Dude, it most certainly hit a hospital.
The relevant issue for a missile is not the precise point of the projectile's impact, but what the blast area hits. And the blast area certainly included the hospital buildings, causing significant damage to them.
Yes, but what about the multiple sources that say it wasn't? There's a summary of competing views recently compiled by the BBC:
The BBC Verify team examines the latest evidence and assessments about what may have caused the explosion.
www.bbc.co.uk
A failed / intercepted munition with its fuel igniting on hitting the ground is maybe the most supported answer (consistent with a militant rocket). However, this evidence is far from beyond reasonable doubt either.
I'd also severely question the reliability of nearly all state actors on the issue, given that they are not neutral sources.
One of the dissenting opinions is from the Forensic Architecture agency. Quoting their wiki page.
"It consists of an interdisciplinary team of investigators including architects, scholars, artists, filmmakers, software developers, investigative journalists, archaeologists, lawyers, and scientists. It investigates alleged human rights violations by states or corporations on behalf of civil society groups."
"Forensic Architecture describes forensic work as operating across three spaces: the field, the laboratory, and the forum. Lacking the privileges of the state's forensic process - access to crime scenes, resources, and the power to set the rules of evidence - the agency employs 'counter-forensics', the process of turning the 'forensic gaze' onto the actions of the state. This includes operating in multiple 'forums', or public spaces, engaging not only with parliamentary and juridical processes but also museums, art galleries, citizens' tribunals, and the media. The ways in which the investigations by Forensic Architecture oscillate between judicial proof and art work is subject of an ongoing theoretical debate on evidence, aesthetics, and third-generation institutional critique."

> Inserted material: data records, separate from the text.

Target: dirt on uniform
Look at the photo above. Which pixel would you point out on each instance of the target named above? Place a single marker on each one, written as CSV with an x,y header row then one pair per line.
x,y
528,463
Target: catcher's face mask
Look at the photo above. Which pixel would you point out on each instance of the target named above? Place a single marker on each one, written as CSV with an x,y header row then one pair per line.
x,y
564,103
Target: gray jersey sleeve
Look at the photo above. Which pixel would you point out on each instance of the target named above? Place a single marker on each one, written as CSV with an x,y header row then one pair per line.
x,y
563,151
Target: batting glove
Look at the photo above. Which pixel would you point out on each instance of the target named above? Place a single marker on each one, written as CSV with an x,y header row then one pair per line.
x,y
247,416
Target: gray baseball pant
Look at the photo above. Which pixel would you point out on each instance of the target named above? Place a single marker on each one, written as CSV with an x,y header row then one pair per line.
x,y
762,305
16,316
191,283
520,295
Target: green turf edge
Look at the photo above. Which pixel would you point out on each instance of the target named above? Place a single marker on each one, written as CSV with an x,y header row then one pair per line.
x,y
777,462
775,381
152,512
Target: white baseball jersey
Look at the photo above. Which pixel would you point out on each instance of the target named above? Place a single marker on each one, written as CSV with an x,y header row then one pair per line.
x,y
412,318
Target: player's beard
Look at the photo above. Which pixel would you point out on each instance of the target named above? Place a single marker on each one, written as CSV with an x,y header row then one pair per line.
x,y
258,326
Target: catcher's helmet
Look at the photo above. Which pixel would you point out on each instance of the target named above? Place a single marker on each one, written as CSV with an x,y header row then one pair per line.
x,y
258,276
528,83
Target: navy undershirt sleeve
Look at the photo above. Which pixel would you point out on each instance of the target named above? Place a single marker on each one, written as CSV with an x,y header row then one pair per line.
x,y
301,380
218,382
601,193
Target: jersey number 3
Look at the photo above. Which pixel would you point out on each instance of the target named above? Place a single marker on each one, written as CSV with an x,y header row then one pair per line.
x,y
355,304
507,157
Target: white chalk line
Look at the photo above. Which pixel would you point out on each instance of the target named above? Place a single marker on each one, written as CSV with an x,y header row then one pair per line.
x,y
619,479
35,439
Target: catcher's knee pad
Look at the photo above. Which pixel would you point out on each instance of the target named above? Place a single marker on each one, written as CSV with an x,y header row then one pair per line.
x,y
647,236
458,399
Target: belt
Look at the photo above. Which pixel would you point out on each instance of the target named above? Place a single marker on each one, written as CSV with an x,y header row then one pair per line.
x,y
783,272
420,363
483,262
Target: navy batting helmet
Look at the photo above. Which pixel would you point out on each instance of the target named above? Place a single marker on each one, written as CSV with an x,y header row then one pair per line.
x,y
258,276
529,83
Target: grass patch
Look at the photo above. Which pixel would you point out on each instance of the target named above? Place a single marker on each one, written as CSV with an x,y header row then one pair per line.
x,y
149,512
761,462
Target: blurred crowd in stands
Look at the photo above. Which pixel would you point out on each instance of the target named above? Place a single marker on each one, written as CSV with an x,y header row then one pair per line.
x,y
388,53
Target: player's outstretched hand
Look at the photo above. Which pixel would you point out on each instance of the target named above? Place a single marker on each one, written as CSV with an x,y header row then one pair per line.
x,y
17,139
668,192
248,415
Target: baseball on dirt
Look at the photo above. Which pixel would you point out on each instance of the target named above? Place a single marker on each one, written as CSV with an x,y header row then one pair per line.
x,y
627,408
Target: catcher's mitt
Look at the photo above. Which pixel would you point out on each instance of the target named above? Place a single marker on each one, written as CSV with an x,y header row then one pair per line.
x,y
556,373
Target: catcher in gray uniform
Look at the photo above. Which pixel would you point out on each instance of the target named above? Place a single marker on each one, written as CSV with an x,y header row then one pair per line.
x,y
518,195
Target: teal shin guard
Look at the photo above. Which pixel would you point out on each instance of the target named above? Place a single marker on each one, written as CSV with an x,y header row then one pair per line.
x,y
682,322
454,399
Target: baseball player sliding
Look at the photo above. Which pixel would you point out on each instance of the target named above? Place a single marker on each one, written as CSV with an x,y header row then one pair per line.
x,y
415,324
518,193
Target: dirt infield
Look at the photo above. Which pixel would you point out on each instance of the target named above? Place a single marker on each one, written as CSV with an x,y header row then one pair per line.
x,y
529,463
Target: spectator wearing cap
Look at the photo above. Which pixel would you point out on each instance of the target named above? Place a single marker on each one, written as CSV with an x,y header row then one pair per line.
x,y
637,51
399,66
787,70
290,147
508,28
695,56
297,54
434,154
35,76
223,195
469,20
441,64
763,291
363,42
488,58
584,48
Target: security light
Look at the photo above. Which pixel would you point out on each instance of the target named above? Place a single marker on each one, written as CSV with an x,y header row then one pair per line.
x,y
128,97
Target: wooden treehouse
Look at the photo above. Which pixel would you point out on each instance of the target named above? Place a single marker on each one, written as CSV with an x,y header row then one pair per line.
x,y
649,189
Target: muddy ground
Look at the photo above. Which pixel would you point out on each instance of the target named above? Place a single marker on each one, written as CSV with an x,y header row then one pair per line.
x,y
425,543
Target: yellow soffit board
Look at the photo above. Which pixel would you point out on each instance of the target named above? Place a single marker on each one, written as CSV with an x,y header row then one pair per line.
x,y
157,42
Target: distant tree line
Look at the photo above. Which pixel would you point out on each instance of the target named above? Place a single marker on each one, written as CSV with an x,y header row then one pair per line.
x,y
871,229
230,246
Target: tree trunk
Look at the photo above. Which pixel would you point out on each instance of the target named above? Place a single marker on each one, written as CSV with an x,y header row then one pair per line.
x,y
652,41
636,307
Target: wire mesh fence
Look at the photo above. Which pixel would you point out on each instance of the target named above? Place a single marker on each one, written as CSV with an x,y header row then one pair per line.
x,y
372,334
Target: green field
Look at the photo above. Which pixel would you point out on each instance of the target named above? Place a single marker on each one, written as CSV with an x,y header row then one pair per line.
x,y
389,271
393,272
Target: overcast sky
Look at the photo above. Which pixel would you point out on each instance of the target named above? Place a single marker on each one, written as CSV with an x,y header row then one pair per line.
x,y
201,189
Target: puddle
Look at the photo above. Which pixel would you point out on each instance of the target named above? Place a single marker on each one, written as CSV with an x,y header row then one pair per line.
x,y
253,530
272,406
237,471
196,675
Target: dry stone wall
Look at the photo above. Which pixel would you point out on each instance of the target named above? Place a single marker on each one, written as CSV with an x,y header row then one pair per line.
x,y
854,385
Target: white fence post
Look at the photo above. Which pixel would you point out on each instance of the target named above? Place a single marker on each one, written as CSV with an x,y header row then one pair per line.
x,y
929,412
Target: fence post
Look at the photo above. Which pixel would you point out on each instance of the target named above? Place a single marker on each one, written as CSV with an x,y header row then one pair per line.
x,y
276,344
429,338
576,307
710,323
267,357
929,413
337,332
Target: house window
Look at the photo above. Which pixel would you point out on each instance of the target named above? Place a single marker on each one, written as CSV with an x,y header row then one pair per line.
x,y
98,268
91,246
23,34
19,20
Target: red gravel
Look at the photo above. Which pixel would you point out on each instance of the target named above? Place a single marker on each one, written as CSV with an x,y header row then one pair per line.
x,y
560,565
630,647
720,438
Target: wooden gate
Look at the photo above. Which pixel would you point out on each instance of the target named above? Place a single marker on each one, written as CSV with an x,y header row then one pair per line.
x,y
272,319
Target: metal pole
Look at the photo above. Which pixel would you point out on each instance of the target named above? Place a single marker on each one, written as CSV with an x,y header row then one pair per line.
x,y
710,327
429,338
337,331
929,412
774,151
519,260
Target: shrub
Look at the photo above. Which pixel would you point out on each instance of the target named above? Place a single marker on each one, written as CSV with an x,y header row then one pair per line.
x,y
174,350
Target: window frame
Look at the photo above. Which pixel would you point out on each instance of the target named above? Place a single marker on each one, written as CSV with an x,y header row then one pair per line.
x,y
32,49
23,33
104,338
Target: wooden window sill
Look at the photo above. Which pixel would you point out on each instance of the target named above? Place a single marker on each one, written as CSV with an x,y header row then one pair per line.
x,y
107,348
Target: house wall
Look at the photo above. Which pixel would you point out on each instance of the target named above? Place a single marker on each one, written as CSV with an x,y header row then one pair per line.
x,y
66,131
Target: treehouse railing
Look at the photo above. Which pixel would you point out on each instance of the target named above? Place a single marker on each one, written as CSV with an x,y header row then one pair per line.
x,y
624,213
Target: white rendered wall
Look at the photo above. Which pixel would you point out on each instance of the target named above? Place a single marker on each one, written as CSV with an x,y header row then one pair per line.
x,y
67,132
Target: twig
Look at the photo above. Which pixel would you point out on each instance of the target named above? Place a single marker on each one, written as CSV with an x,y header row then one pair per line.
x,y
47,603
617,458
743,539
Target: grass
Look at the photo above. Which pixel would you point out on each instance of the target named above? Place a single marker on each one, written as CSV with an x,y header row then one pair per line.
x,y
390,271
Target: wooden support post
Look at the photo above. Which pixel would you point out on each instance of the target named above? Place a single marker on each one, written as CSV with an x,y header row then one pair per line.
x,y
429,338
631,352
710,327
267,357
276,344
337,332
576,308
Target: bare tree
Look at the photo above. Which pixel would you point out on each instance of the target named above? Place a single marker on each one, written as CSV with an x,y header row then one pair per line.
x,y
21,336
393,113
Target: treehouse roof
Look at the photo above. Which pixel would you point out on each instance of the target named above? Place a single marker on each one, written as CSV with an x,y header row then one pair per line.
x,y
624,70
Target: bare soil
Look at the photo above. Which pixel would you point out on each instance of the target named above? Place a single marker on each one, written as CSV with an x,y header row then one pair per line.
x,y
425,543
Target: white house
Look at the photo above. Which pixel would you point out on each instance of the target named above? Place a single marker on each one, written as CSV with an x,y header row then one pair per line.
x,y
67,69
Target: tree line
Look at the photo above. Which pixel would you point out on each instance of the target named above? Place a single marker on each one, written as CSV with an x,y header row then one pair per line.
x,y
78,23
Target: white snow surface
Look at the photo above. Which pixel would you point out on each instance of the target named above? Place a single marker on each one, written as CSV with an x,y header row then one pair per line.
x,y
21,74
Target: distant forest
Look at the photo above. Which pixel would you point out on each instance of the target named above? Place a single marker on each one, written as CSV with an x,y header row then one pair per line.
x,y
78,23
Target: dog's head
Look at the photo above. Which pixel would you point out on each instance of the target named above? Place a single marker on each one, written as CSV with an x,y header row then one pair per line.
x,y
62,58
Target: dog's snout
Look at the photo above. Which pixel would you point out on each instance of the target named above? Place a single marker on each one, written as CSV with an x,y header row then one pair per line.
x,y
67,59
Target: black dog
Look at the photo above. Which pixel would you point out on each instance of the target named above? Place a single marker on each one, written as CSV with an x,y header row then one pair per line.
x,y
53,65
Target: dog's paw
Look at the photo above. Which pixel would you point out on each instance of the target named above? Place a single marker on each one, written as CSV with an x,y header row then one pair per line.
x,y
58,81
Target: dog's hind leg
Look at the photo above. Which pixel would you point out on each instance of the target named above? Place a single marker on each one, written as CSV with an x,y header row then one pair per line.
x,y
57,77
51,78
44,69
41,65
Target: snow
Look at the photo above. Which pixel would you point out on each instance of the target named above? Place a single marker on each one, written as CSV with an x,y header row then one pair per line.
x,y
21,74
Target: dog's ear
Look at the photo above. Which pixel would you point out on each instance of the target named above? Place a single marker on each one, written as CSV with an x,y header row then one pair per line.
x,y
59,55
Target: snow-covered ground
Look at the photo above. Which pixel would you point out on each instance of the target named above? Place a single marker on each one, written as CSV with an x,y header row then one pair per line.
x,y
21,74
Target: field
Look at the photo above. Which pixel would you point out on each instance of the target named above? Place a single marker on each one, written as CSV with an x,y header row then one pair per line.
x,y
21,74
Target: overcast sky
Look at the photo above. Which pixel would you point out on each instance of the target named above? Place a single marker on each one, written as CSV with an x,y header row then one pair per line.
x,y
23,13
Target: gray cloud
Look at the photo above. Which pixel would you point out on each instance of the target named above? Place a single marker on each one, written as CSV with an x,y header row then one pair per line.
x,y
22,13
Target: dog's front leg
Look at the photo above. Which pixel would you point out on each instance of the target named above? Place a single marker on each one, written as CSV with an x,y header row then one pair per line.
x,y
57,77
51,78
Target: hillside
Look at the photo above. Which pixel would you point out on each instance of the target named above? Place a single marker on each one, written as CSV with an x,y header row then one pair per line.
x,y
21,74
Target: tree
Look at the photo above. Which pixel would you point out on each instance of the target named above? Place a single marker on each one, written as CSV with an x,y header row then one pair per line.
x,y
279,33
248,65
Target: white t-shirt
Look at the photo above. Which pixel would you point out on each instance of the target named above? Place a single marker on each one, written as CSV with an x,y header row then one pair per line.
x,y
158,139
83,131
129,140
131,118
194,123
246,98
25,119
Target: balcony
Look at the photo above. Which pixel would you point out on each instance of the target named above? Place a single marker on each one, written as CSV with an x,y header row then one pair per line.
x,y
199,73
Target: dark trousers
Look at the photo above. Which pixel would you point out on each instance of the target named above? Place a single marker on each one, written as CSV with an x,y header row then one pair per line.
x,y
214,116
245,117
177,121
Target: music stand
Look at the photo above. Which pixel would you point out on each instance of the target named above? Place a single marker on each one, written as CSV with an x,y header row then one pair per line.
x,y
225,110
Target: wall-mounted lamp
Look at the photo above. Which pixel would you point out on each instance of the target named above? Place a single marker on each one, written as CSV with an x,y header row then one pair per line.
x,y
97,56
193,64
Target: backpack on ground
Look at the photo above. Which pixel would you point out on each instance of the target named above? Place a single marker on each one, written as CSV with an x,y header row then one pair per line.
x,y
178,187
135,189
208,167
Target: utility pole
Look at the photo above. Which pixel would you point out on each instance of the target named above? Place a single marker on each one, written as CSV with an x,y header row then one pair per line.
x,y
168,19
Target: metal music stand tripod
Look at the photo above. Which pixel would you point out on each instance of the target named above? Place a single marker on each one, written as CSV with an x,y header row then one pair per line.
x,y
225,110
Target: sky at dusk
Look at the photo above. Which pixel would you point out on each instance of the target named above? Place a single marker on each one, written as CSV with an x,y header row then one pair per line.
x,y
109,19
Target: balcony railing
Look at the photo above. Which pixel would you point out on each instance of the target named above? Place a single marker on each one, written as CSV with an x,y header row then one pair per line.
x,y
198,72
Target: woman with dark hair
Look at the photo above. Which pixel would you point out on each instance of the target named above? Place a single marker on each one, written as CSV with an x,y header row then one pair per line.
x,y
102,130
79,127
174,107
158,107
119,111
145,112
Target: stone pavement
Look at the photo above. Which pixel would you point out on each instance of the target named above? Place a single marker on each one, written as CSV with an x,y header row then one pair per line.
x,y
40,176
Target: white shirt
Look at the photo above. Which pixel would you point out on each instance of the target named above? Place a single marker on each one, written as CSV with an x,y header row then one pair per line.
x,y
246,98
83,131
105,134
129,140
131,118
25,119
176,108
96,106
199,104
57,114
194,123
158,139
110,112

Does this sound like a source for good information? You'll also notice that very few people believe it was an Israeli missile and the place of origin heavily factors into that. We have had four separate governments determine that the odds that this was an Israeli missile are very unlikely, the link you gave me has a picture of the blast site at night without hundreds of bodies around it. And even in the cases where different opinions are given, they never address all of the problems.
You question the reliability of all state actors yet people are still taking it as a given that Gaza is telling the truth?
You say the blast radius caused "significant damage to the hospital yet in the VERY ARTICLE you linked me, it says...
"But we have not seen any evidence of weapon fragments being recovered and there has been no significant update from officials in Gaza about their investigation.
Hamas told the New York Times that the missile had disintegrated beyond recognition. "The missile has dissolved like salt in the water. It's vaporised. Nothing is left," said Ghazi Hamad, a senior Hamas official."
"There were damaged tiles, broken windows and shrapnel marks on surrounding hospital buildings but
no visible structural damage."
Is everything beyond reasonable doubt? No. Is all of the evidence showing the snap claim that Israel hit a hospital with a missile and killed 500 people at all believable? No.
Also, stop trying to gaslight me with the "it technically hit the hospital since it hit the parking lot, you all know very well that is not what people that believed the story thought it meant.